The Arduino library that will save you a ton of time if (like me), you do a lot of debug printing, but you never want to leave the Srial.println()s in your final code!
So imagine, you write a Serial.print("wtf dude, i'm here with value: "); Serial.println(value); in your code, you figure out what's not working, and now you have 20+ prints here and there, you go on and delete 18 of them, only to realize that you need to add another feature, and you have to rewrite all of the prints (because who does write a new feature without writing 10 new bugs) ... Sad, isn't it?

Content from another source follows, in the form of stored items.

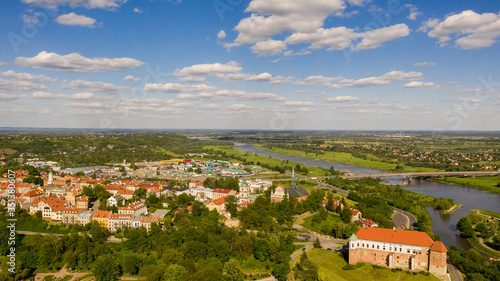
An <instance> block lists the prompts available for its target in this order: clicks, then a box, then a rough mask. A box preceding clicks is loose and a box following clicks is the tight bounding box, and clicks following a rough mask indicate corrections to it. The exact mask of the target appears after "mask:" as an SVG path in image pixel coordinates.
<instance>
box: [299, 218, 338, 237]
mask: <svg viewBox="0 0 500 281" xmlns="http://www.w3.org/2000/svg"><path fill="white" fill-rule="evenodd" d="M313 217H314V216H310V217H307V218H305V219H304V223H303V224H302V226H303V227H305V228H309V229H311V230H314V231H316V232H318V233H323V231H322V229H323V227H324V226H325V225H332V224H333V223H335V222H342V220H341V219H340V217H339V216H337V215H334V214H330V213H329V214H328V217H327V219H326V220H324V221H321V223H315V222H313V221H312V219H313Z"/></svg>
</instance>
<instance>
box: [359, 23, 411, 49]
mask: <svg viewBox="0 0 500 281" xmlns="http://www.w3.org/2000/svg"><path fill="white" fill-rule="evenodd" d="M409 34H410V29H409V28H408V26H407V25H406V24H404V23H400V24H396V25H391V26H388V27H383V28H380V29H374V30H369V31H365V32H364V33H362V38H363V39H362V40H361V42H360V43H359V44H358V45H356V49H358V50H368V49H373V48H377V47H379V46H380V45H381V44H382V43H384V42H387V41H392V40H395V39H398V38H400V37H405V36H408V35H409Z"/></svg>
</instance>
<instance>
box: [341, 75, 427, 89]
mask: <svg viewBox="0 0 500 281" xmlns="http://www.w3.org/2000/svg"><path fill="white" fill-rule="evenodd" d="M422 76H423V74H422V73H421V72H415V71H412V72H404V71H390V72H387V73H386V74H384V75H382V76H378V77H367V78H361V79H357V80H353V79H342V80H341V81H340V84H341V85H342V86H344V87H370V86H380V85H389V84H390V83H391V81H402V80H405V79H415V78H420V77H422Z"/></svg>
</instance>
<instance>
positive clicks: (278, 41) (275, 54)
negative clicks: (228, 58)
mask: <svg viewBox="0 0 500 281" xmlns="http://www.w3.org/2000/svg"><path fill="white" fill-rule="evenodd" d="M250 49H251V50H252V52H253V53H255V54H259V55H263V56H272V55H277V54H281V53H282V52H283V50H286V43H285V42H284V41H280V40H272V39H268V40H265V41H261V42H258V43H256V44H255V45H253V46H252V47H250Z"/></svg>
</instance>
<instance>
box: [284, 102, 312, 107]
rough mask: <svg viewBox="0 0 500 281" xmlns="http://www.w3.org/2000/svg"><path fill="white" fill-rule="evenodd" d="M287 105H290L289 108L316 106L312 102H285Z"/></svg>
mask: <svg viewBox="0 0 500 281" xmlns="http://www.w3.org/2000/svg"><path fill="white" fill-rule="evenodd" d="M285 105H289V106H311V105H314V103H313V102H310V101H287V102H285Z"/></svg>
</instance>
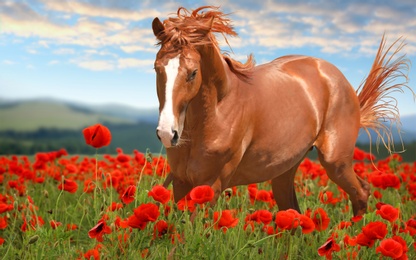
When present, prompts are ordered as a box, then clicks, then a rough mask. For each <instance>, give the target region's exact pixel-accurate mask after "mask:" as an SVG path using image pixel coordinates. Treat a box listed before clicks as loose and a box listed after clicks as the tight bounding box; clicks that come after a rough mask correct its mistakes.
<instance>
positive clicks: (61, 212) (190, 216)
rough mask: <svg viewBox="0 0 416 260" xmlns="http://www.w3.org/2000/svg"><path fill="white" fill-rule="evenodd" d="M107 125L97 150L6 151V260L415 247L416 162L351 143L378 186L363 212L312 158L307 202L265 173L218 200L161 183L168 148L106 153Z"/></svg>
mask: <svg viewBox="0 0 416 260" xmlns="http://www.w3.org/2000/svg"><path fill="white" fill-rule="evenodd" d="M100 127H101V128H100ZM107 130H108V129H107ZM107 130H106V129H105V127H103V126H100V125H98V126H97V125H96V126H91V127H89V128H86V129H84V132H83V134H84V137H85V141H86V145H91V146H93V147H95V148H97V153H96V155H95V156H85V157H83V156H79V155H68V154H67V153H66V151H65V150H64V149H61V150H59V151H53V152H48V153H37V154H35V155H34V156H33V157H27V156H3V157H0V257H2V259H142V258H143V259H195V258H200V259H415V258H416V252H415V250H416V241H415V238H416V205H415V201H416V162H412V163H408V162H403V161H402V160H401V157H400V156H399V155H392V156H390V157H388V158H382V159H376V158H374V157H373V156H371V155H369V154H367V153H365V152H364V151H361V150H359V149H356V150H355V153H354V159H355V160H354V170H355V172H356V174H357V175H359V176H360V177H362V178H363V179H365V180H367V181H368V182H369V183H370V185H371V196H370V199H369V205H368V212H367V214H365V215H364V216H362V217H353V216H352V208H351V206H350V202H349V200H348V197H347V195H346V193H345V192H343V191H342V190H340V189H339V188H338V187H337V186H336V185H335V184H334V183H333V182H331V180H329V179H328V177H327V175H326V173H325V170H324V169H323V168H322V167H321V165H320V164H319V162H315V161H311V160H309V159H305V160H304V161H303V162H302V164H301V165H300V167H299V170H298V172H297V174H296V179H295V187H296V192H297V196H298V201H299V206H300V208H301V209H302V213H298V212H297V211H294V210H286V211H278V208H277V205H276V203H275V202H274V200H273V194H272V191H271V184H270V183H269V182H265V183H259V184H251V185H248V186H240V187H234V188H232V189H227V190H225V191H224V192H223V193H222V194H221V196H220V198H219V200H218V203H217V204H216V205H210V204H209V201H210V200H211V199H212V197H213V195H214V194H213V191H212V189H211V188H210V187H209V186H198V187H195V188H194V189H193V190H192V191H191V192H190V193H189V194H188V195H187V196H186V197H185V198H184V199H182V200H181V201H179V202H178V203H175V202H174V201H173V192H172V186H169V187H168V188H165V187H163V185H162V184H163V182H164V180H165V178H166V176H167V175H168V174H169V172H170V168H169V164H168V161H167V159H166V158H165V157H163V156H153V155H152V154H150V153H142V152H139V151H137V150H135V151H133V153H132V154H126V153H125V152H124V151H123V150H122V149H117V150H116V151H115V152H116V154H114V155H108V154H100V152H99V151H100V150H99V148H100V147H102V146H104V145H108V143H109V142H110V140H111V133H110V132H109V131H107Z"/></svg>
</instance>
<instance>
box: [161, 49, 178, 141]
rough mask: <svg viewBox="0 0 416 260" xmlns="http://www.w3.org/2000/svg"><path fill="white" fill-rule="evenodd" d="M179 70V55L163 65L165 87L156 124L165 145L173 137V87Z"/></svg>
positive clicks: (172, 137) (173, 126)
mask: <svg viewBox="0 0 416 260" xmlns="http://www.w3.org/2000/svg"><path fill="white" fill-rule="evenodd" d="M178 71H179V55H178V56H176V57H175V58H173V59H171V60H169V62H168V64H167V65H166V66H165V73H166V79H167V80H166V87H165V104H164V106H163V108H162V112H161V113H160V117H159V125H158V126H157V130H158V134H159V137H160V139H161V141H162V143H163V145H164V146H165V147H170V146H171V140H172V138H173V130H176V131H177V130H178V129H175V128H176V126H175V117H174V115H173V100H172V99H173V87H174V85H175V81H176V77H177V76H178Z"/></svg>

Well, MacroDebugger is to the save! Write your "prints", debug your code, COMMENT ONE LINE, all your prints are gone (not deactivated with an if-else close, NOOOOOO, gone! Not even present in the codebase), then, by UNCOMMENTING that same line, all your prints are back ... Cool, isn't it!
This "magic" is possible thanks to the power of MACROS!
DEBUG_BEGIN(): Starts the Serial port (by default it uses Serial, but it could be changed (see examples)) at a given baudrate (by default it's 115200, but could be changed (see examples)).
DEBUG("format", variables): It's basically (literally) C's printf().
DEBUGLN("format", variables): Literally DEBUG, but since I'm always forgetting to add a '\n', here's DEBUGLN.
DEBUG_E(...): Prints whatever you give it, but adds [ERROR]- to the beginning of the string (example: DEBUG_E("1/%d = stupid", 0); --> "[ERROR]- 1/0 = stupid").
DEBUG_W(...): Same as error, but it adds [WARNING]-.
DEBUG_I(...): Same as E, and W, but it add [INFO]- (hopefully this is the one you'll be seeing most of the time).
DEBUG_ENDL(): Prints a newline.
DEBUG_AVAILABLE(): Returns whether data is available in the Serial buffer or not (check Serial.available() for more info).
DEBUG_READ(): Reads a byte from the Serial buffer (if available).
DEBUG_FILL_UNTIL(B, C): Given a buffer B, this will fill it from the Serial buffer (hardware) until it reads the char C, or there's no more data available.
DEBUG_FLUSH(): Empties the Serial buffer (hardware).
Tested this on an ESP32, and an Arduino Nano. (I don't have an ESP8266, or and Arduino Uno right now, but given my experience with them, they should work as well).